Effective and responsive data breach plans – building public confidence
On Tuesday 13 June 2023, the Speaker of the Queensland Legislative Assembly tabled our report in Parliament on government agencies’ assessments of their readiness to respond to data breaches quickly and effectively.
Data breaches are a significant feature in the privacy landscape. Australia’s largest corporate data breaches included cyber-attacks on Optus, Medibank and Latitude Finance, affecting the personal information of millions of Australians.
Government agencies are not immune to the risk of data breaches. Queenslanders entrust government agencies with their personal information. To maintain this trust, agencies need to allocate sufficient time, attention and resources to prevent and manage data breaches.
This was recognised in the independent review into culture and accountability in the Queensland public sector conducted by Professor Peter Coaldrake AO. The Queensland government endorsed the review’s recommendations.
We conducted a survey and asked agencies to report on their planning to respond to data breaches. The survey prompted agencies to reflect on the systems they have in place. All Queensland government agencies should also be alert to current and possible future obligations to report data breaches.
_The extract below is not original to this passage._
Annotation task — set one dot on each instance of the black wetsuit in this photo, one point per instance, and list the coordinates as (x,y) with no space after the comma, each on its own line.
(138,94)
Some agencies reported that they have comprehensive data breach response plans. However, in general, agencies have more work to do to be ready to respond to data breaches effectively.
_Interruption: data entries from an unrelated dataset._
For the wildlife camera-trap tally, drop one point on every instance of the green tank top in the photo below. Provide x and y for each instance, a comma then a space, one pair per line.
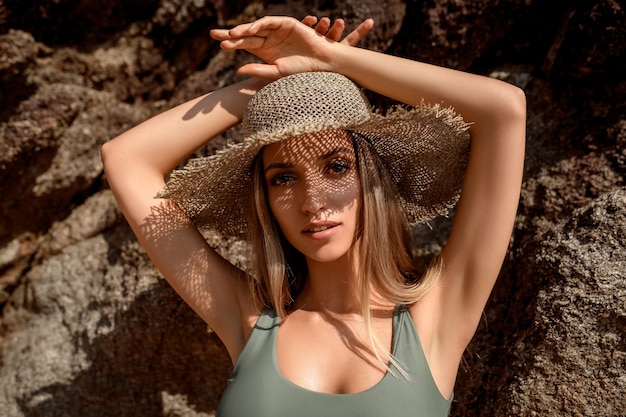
256, 388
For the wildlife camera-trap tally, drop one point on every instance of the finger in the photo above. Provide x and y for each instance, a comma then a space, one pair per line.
322, 26
309, 20
265, 71
247, 43
220, 34
359, 33
264, 23
336, 31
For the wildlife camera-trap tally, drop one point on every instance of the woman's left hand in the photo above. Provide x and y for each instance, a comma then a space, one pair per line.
287, 45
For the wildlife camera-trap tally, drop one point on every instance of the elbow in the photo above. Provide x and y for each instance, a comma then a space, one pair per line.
106, 153
512, 103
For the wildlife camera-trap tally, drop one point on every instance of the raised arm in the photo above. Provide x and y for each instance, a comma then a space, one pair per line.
448, 316
136, 164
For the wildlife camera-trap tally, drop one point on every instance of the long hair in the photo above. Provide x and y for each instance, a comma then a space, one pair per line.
386, 262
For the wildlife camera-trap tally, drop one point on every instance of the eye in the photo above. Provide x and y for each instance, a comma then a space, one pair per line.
282, 178
338, 166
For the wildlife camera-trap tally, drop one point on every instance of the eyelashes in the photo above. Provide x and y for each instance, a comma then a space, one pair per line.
333, 169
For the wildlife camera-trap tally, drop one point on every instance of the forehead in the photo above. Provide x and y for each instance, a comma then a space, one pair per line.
309, 147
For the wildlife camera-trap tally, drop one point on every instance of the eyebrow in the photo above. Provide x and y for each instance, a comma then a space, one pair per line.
287, 165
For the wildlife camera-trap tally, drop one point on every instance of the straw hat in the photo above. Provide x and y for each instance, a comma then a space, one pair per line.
424, 149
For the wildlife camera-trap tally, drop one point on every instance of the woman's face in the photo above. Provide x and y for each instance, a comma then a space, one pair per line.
314, 191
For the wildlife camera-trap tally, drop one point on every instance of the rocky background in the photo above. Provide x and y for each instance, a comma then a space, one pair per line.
88, 327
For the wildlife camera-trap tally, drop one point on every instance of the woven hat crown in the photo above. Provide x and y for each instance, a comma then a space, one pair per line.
423, 149
301, 104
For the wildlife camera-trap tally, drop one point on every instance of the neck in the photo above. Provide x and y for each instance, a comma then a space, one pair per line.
331, 287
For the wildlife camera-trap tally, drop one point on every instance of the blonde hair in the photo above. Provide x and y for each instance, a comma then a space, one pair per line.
279, 271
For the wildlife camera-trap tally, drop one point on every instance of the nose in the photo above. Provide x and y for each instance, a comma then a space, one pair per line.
314, 196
We recommend that all agencies ensure they have appropriate policies, procedures, plans and strategies in place so they can prevent, detect and respond to data breaches quickly and effectively. For example, a comprehensive data breach response plan can help agencies limit the consequences of a breach, including the risk of harm to individuals whose privacy has been affected. Agencies also need to prepare for mandatory notifications to external stakeholders.